Circulating thyroid and gastric parietal cell autoantibodies in patients with multiple sclerosis.


Ioppoli C, Meucci G, Mariotti S, Martino E, Lippi A, Gironelli L, Pinchera A, Muratorio A.




Ital J Neurol Sci


Multiple sclerosis (MS) is associated with complex abnormalities of immunoregulation and a role of autoimmunity in its pathogenesis has been accepted. MS is reportedly associated with several autoimmune diseases, but few studies are available on the prevalence of organ-specific autoantibodies in this condition.
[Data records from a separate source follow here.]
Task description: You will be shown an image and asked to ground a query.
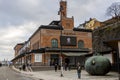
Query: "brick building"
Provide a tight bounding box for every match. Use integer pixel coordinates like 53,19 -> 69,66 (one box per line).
12,0 -> 92,65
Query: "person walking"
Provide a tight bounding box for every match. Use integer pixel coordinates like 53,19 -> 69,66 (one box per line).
54,63 -> 57,72
77,62 -> 82,79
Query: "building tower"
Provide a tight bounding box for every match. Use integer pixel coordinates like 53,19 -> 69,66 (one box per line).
58,0 -> 74,30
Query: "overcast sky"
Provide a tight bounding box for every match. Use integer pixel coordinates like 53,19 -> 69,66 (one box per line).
0,0 -> 120,60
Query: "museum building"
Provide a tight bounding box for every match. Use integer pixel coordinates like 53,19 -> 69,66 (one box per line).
12,0 -> 92,66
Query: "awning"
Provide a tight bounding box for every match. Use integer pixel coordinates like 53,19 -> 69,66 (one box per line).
62,53 -> 89,56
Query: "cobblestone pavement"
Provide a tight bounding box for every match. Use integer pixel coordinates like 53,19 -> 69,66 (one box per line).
12,66 -> 119,80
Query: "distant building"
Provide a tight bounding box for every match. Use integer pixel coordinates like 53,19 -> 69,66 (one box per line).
78,17 -> 119,30
93,18 -> 120,70
12,0 -> 92,66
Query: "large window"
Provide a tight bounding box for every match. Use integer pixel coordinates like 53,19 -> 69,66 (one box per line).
78,40 -> 84,48
51,39 -> 58,48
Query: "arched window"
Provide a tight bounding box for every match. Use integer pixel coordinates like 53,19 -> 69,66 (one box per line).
78,40 -> 84,48
51,39 -> 58,48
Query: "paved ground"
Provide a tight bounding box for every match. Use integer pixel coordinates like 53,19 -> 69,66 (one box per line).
12,66 -> 118,80
0,67 -> 35,80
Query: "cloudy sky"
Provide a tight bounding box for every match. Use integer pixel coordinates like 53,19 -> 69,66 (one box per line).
0,0 -> 120,60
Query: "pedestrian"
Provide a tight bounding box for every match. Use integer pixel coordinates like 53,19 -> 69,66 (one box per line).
54,63 -> 57,72
77,62 -> 82,79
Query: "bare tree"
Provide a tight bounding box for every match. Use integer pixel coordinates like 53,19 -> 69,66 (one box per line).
106,2 -> 120,19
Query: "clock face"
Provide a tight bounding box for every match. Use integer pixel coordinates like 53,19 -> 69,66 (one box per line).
60,36 -> 76,46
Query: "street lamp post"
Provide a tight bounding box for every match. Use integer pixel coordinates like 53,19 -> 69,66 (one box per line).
60,27 -> 63,77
The aim of this study was to assess the frequency of anti-thyroglobulin (TgAb), anti-thyroid microsomal (MAb) and gastric parietal cell (PCA) antibodies in 113 patients (63 females, 50 males, age ranging 15-62 years) with MS and in 51 neurological controls. The diagnosis of MS was made according to McDonald and Halliday criteria. TgAb and/or MAb were detected by passive hemagglutination in 19 (16.8%) patients with MS and in 3 (5.9%) of the controls. All positive TgAb and/or MAb were observed in MS females (19/63 = 30.1%), with significantly higher frequency than in female controls (X2 = 5.15, p less than 0.025). The presence of circulating thyroid antibodies was higher in patients with clinically definite or progressive probable MS and in those with long standing disease. In contrast with thyroid antibodies, no difference in the frequency of PCA, as assessed by radioimmunoassay, was observed between MS and controls. These data support a specific association between thyroid autoimmunity and MS. The appearance of thyroid autoimmune phenomena seems to be related to the reliability of the diagnosis of MS and the duration of the disease.